No. Not that type of moment of silence. A serious one. Ken Levine, creator of BioShock, announced today that Irrational Games studio was shutting down. He wants to move on and try different things. He founded Irrational Games seventeen years ago and has dedicated a good portion of his life to it. After the release of the last DLC for BioShock Infinite, it seems like a good place for him to bow out. Gotta end on a high note, right? And you can’t end a company on a higher note than BioShock Infinite.
I’ve heard nothing but great things about that game from the moment it was released. People praised the story. They praised the NPCs. And the ending. Sweet Jiminy Christmas, do they praise the hell out of the ending. So why not close up shop with what will probably go down as one of the greatest games of all time?

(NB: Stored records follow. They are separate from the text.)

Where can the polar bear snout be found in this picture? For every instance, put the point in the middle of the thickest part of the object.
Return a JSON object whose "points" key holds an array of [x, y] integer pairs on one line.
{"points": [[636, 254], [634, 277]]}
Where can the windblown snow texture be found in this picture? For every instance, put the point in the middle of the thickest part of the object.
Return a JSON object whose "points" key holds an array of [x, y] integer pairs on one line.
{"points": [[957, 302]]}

But if you’re anything like me, the first thing you thought when you heard this was this: what happened? For Ken Levine to leave the company he founded to refocus his career on smaller games, it’s almost natural to look for something that went wrong. Was he burnt out from all the problems surrounding the release of BioShock Infinite? News reports that I read seemed to indicate Irrational Games was losing people left and right while the game was being made. If you add all the difficulties that went into making the game (there are several excellent articles detailing it, so no need to go into details here), it makes me wonder if Levine’s just tired of all the effort it takes to create a big budget AAA game. He invested five years of his life into the game. Would you want to spend the rest of your career spending more and more time on one task with ever-changing problems and stresses?

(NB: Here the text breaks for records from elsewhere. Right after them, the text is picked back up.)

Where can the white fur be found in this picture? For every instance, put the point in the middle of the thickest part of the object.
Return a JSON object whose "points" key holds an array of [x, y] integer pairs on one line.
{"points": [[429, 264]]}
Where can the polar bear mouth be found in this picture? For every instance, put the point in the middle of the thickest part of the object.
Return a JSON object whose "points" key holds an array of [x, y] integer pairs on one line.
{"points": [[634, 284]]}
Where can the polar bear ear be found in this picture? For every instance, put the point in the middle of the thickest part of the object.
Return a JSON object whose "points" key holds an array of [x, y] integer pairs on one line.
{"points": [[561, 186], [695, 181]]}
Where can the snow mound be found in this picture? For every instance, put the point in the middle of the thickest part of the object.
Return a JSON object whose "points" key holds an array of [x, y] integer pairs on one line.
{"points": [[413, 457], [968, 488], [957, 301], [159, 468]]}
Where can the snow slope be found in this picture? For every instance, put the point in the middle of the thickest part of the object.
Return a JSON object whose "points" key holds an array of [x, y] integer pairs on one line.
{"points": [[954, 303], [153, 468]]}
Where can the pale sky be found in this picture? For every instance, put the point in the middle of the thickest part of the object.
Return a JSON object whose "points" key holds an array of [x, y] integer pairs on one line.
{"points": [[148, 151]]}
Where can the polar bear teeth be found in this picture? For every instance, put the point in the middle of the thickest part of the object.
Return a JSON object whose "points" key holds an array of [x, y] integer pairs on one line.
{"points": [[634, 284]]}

It’s possible that he’s tired and wants to go back to the beginning. It’s hinted at in his public message:
Seventeen years is a long time to do any job, even the best one. And working with the incredible team at Irrational Games is indeed the best job I’ve ever had. While I’m deeply proud of what we’ve accomplished together, my passion has turned to making a different kind of game than we’ve done before. To meet the challenge ahead, I need to refocus my energy on a smaller team with a flatter structure and a more direct relationship with gamers. In many ways, it will be a return to how we started: a small team making games for the core gaming audience.
If that’s the case, then Ken Levine is not the first developer to take this path. Keiji Inafune did the same thing when he walked away from Capcom to start his own studio COMCEPT. But if that’s what is actually happening, could this be a developing trend? Will we see more big name talent leave big name companies to go back to where they started?

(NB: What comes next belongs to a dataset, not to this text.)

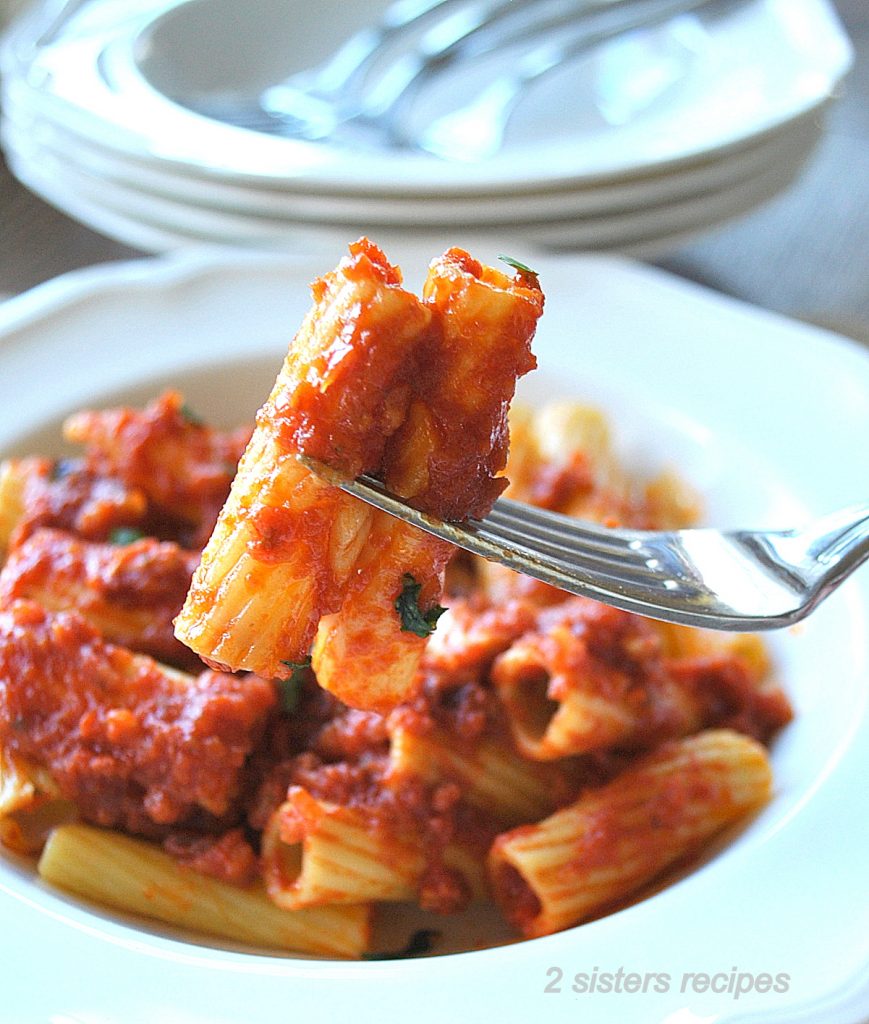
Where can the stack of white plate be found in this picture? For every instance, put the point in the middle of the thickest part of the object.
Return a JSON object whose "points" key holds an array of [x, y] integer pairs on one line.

I hope so. The video game industry feels far more commercialized than ever before. There’s a lot of glitz and glamour surrounding games that it feels so far away from what video games used to be about: the games. Now days, we have Samuel L Jackson trying to put in as many swear words as possible while he hosts video game award shows. We have multi-million dollar ad campaigns that resembles movie releases. We have release parties with red carpets, full of models and stars getting their pictures taken by the paparazzi. It’s freaking nuts.
I’m hoping this is a move away from AAA games. There were a lot of games that were dropped because they weren’t profitable enough to justify making. Large companies want the biggest bang for their buck, so they’ll only back the games that’ll give them as much money as possible. So if there are high quality developers who want to make high quality games that aren’t AAA games, it can only be good for gamers as a whole.